Do wypadku doszło przed godziną 13. - Z zeznać świadków wynika, że 11-latek nagle wbiegł pod motocykl jadący w stronę Zakopanego - mówi Krzysztof Waksmundzki, rzecznik prasowy zakopiańskiej policji.
Dziecko zostało potrącone i straciło przytomność. Na miejsce została wezwana karetka pogotowia, która zabrała chłopca do szpitala.

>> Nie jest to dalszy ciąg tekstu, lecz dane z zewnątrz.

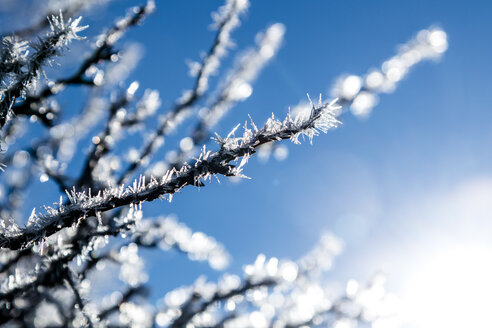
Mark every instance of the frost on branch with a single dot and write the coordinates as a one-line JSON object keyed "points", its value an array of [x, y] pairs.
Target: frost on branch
{"points": [[276, 293], [84, 204], [53, 268], [18, 83], [361, 93]]}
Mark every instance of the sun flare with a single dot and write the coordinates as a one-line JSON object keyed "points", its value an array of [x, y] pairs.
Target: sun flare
{"points": [[451, 288]]}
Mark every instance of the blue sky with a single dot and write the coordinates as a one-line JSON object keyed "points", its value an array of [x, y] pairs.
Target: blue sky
{"points": [[403, 188]]}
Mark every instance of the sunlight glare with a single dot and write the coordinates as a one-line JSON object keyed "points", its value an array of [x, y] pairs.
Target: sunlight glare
{"points": [[452, 289]]}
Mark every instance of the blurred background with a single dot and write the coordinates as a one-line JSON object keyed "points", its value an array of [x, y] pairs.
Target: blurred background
{"points": [[408, 188]]}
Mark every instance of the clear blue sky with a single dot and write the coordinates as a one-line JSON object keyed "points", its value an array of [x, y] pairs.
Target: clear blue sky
{"points": [[411, 182]]}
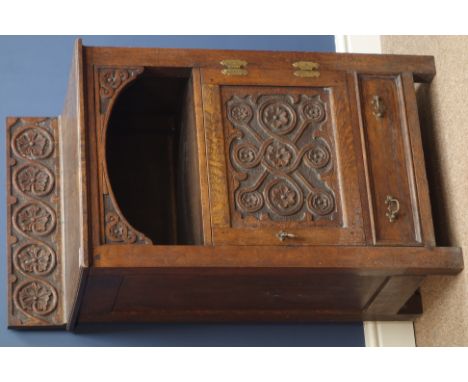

- Chłopiec trafił do szpitala przytomny, ale nie ma z nim kontaktu. Po badaniu tomografu komputerowego zaobserwowaliśmy stłuczenia mózgu i krwiaka. Zapadła decyzja o przetransportowaniu chłopca do kliniki w Krakowie-Prokocimiu. Czekamy na decyzję, czy przyleci po niego śmigłowiec LPR, czy będzie transportowany karetką - mówi Małgorzata Czaplińska, wicedyrektor ds. lecznictwa zakopiańskiego szpitala.
Policja przebadała kierowcę motoru. Był trzeźwy. - Chłopak jest mieszkańcem Tychów. Był na przystanku przy zakopiance stał z matką. Nagle się odwrócił i wpadł pod motocykl. Został uderzony lusterkiem motoru - dodaje Waksmundzki.